Very interesting story. I’ve always been a big power pitcher fan going back to Tom Seaver, Nolan Ryan, JR Richards and others.
In the 60’s the pitching dominated…guys like Sandy Koufax, Don Drysdale and Bob Gibson…battiing averages fell and hitting declined. MLB lowered the mound. It helped the hitters.
This is a little outside the box, but MLB could lower or eliminate the mound or move the pitching rubber back. Eliminating the shifts might help. Somebody will come up with the solution. Watching hitters flail and hit .240 and trying to tell us batting averages don’t matter…we are not stupid. They matter a great deal.
There is an independent league in the Northeast that is serving as a guinea pig for MLB this year, using a number of experimental things that MLB believes could improve the game. One of those is a 62 foot, 6 inch distance from the mound to home plate. It hasn’t helped decrease strikeouts, though. In fact, strikeouts are up slightly over where they were last season. Walks are the same.
I agree with what Don Mattingly said in the Washington Post story - hitting needs to be taught better. The obsession with launch angles and exit velocities has led to batters taking more poor swings.
The last paragraph tells you all about whats happening with youngsters.
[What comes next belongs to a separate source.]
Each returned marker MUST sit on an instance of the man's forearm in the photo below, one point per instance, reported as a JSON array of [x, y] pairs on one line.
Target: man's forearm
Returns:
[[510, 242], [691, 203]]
MLB TV is ruining baseball with all there stats and crap
.To hell with war whatever it means. don’t care. :x
Rich Hill of the LAD agrees the shift should be eliminated.
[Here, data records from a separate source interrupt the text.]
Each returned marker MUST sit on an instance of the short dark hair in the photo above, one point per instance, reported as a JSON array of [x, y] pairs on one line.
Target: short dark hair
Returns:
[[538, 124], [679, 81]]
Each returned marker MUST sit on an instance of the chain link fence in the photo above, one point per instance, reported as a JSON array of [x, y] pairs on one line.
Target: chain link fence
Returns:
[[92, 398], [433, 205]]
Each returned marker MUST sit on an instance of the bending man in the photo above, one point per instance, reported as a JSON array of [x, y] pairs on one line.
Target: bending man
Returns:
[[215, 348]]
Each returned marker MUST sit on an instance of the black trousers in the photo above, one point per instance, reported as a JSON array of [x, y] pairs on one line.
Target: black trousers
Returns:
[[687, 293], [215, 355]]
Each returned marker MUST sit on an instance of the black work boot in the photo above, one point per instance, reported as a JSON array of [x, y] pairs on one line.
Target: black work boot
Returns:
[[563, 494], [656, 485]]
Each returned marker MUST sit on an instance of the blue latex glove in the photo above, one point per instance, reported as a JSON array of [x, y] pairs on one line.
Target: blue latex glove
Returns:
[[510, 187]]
https://www.tampabay.com/sports/rays/20 … d-display/
You can find the twitter link in the article…I better not post this one.
You sure don’t see hitter shorten up and make contact with 2 strikes! It’s all out every swing. Casey Martin is a good example of it. He stikes out a lot and very rarely sees that many strikes. Fletcher and Heston can be K victims as well as you don’t have to throw them a strike either.
You could move the mound to 90 feet and it won’t change the poor AB’s!